Gov. Rick Scott plans a ‘major announcement tomorrow’ with all signs pointing to his naming a new lieutenant governor.
Scott said he will unveil his choice via Facebook. But he also has scheduled a Department of Children & Families budget event in Miami — home to Miami-Dade Property Appraiser Carlos Lopez-Cantera, a former state House member seen as a likely choice.
Scott’s office posted the comment “Be the first to know who the lieutenant governor will be” on his official Facebook page Monday evening. The Florida Republican Party quickly tweeted a link to the page.
Lopez-Cantera, 40, became property appraiser last year after serving eight years in the state House, the last two years as majority leader. Born in Spain, Lopez-Cantera initially rose in influence in the House under former Speaker Marco Rubio, R-West Miami, now a U.S. senator.
While touted by Miami-Dade Republican activists as a Scott running mate, Lopez-Cantera remained for months out of favor with Scott’s chief-of-staff, Adam Hollingsworth, who also was angling for the lieutenant governor’s job.
But Hollingsworth’s star has dimmed since he acknowledged last month having falsely claimed a college degree while working for a former employer.
Besides, having an Hispanic as his running mate could help Scott with a powerful voting bloc that so far seems cool to the Republican governor. A Quinnipiac University poll in November showed Scott trailing Democrat Charlie Crist, the former Republican governor, by 7 percentage points among all voters — but down 15 percentage points to Crist among Hispanic voters.
Scott’s first lieutenant governor, Jennifer Carroll, was the first black to serve in that role. But she was forced out of the administration last March for having earlier worked as a consultant to a charity operating internet cafes criminally accused of skimming cash. The Legislature soon after outlawed internet cafes and many of the leading figures in the investigation have been convicted or pleaded guilty to running a wide-ranging criminal enterprise.
Since then, a host of possible replacements have been mentioned — some by the governor’s office, which acknowledged having prepared a short-list. Still, many of those cited by the governor’s office quickly took themselves out of the running.
Among them were Orange County schools Superintendent Barbara Jenkins, St. Johns County schools Superintendent Joseph Joyner and Seminole County Sheriff Donald Eslinger. Sen. Tom Lee, R-Brandon, and Hillsborough County Commissioner Sandra Murman have been interviewed by the governor’s representatives, and Sen. John Thrasher, R-St. Augustine, also loomed last fall as a possible lieutenant governor choice.
Scott, though, showed few signs of being hurried with his choice. Last week, Tallahassee Democratic activist Barbara DeVane filed a lawsuit in the Florida Supreme Court maintaining that Scott is breaking state law by not having a lieutenant governor.
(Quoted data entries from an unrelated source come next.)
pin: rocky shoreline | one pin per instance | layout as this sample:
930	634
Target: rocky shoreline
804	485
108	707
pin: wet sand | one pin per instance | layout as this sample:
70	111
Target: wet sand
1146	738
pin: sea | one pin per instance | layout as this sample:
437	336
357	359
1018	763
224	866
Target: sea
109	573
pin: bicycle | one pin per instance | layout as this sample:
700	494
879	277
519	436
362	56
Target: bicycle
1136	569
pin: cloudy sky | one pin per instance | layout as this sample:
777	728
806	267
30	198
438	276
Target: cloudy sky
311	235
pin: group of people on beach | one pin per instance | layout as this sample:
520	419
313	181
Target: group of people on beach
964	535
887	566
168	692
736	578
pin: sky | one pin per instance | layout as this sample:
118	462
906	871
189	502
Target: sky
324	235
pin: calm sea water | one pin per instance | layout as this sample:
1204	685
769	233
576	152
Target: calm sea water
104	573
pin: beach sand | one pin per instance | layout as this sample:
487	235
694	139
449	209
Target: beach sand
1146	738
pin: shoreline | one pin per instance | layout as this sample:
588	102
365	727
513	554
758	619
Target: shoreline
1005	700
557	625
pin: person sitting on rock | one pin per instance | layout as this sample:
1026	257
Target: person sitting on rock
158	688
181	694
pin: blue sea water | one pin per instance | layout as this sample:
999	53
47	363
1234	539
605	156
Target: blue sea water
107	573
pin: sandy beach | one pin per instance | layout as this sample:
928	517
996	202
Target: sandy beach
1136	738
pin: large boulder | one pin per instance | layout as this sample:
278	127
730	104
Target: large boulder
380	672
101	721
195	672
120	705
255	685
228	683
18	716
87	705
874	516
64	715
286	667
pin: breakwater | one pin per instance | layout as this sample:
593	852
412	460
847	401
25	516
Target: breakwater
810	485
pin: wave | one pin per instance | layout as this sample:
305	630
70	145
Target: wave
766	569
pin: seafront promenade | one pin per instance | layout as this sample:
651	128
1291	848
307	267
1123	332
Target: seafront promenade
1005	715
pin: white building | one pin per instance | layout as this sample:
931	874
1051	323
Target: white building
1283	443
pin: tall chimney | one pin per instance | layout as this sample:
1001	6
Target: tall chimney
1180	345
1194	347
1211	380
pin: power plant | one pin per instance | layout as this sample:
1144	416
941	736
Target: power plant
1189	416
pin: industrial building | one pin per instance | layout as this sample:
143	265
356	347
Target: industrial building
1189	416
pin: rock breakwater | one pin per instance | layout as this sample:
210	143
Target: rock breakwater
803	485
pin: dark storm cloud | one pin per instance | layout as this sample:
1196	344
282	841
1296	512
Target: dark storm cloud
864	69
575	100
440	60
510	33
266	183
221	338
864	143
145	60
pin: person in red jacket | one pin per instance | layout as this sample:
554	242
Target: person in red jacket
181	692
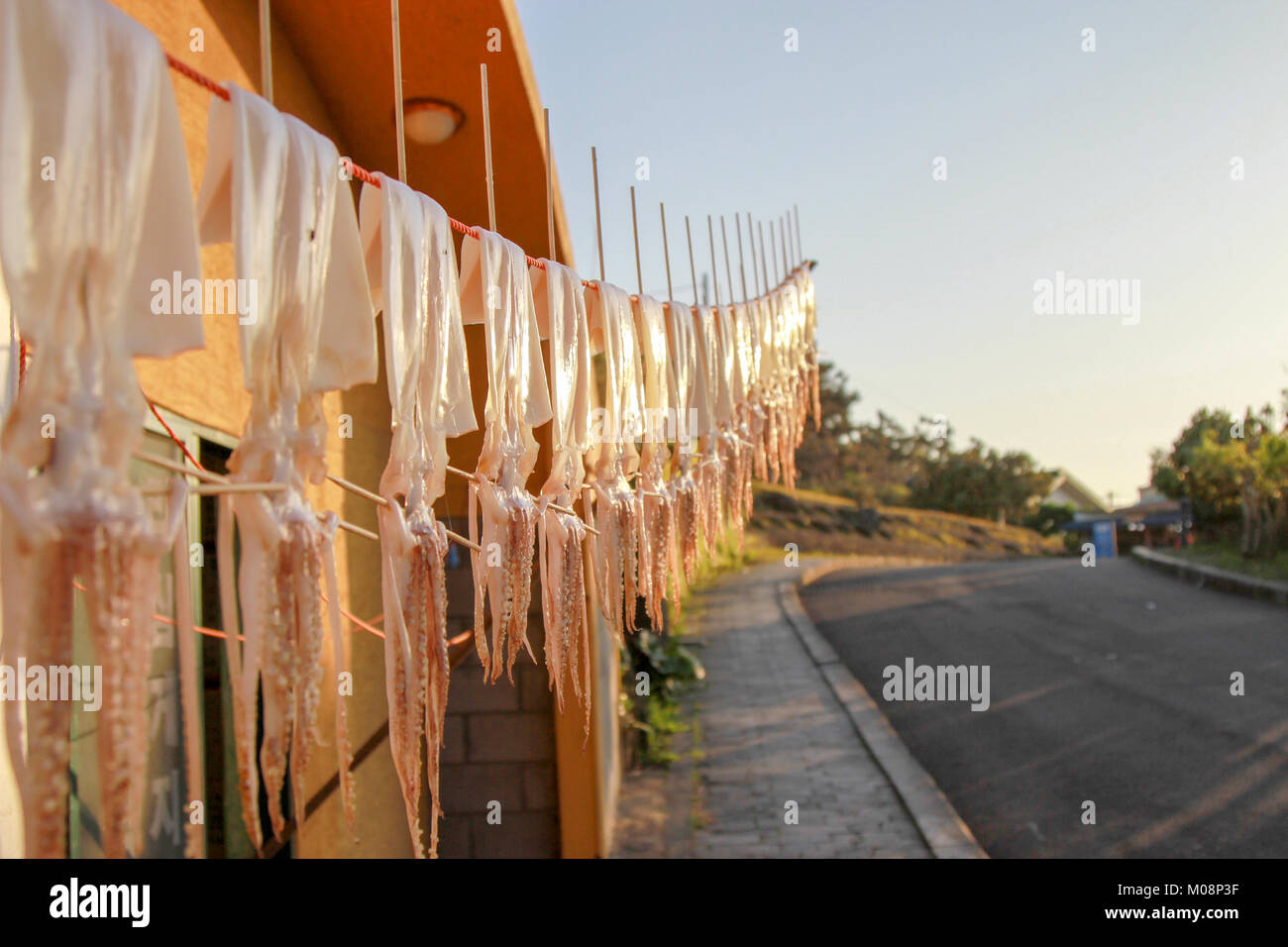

For his part, Lopez-Cantera has been a Scott loyalist, even in a Florida House that at times has tussled with the governor and his priorities. After a rough start with lawmakers, Scott by his second year in office won praised from Lopez-Cantera in 2012 for his tax-cut plans and his leadership.
“It’s not too much, not too little. I think it’s just right. Like The Three Bears,” Lopez-Cantera told the Palm Beach Post. “His influence and presence is just right.”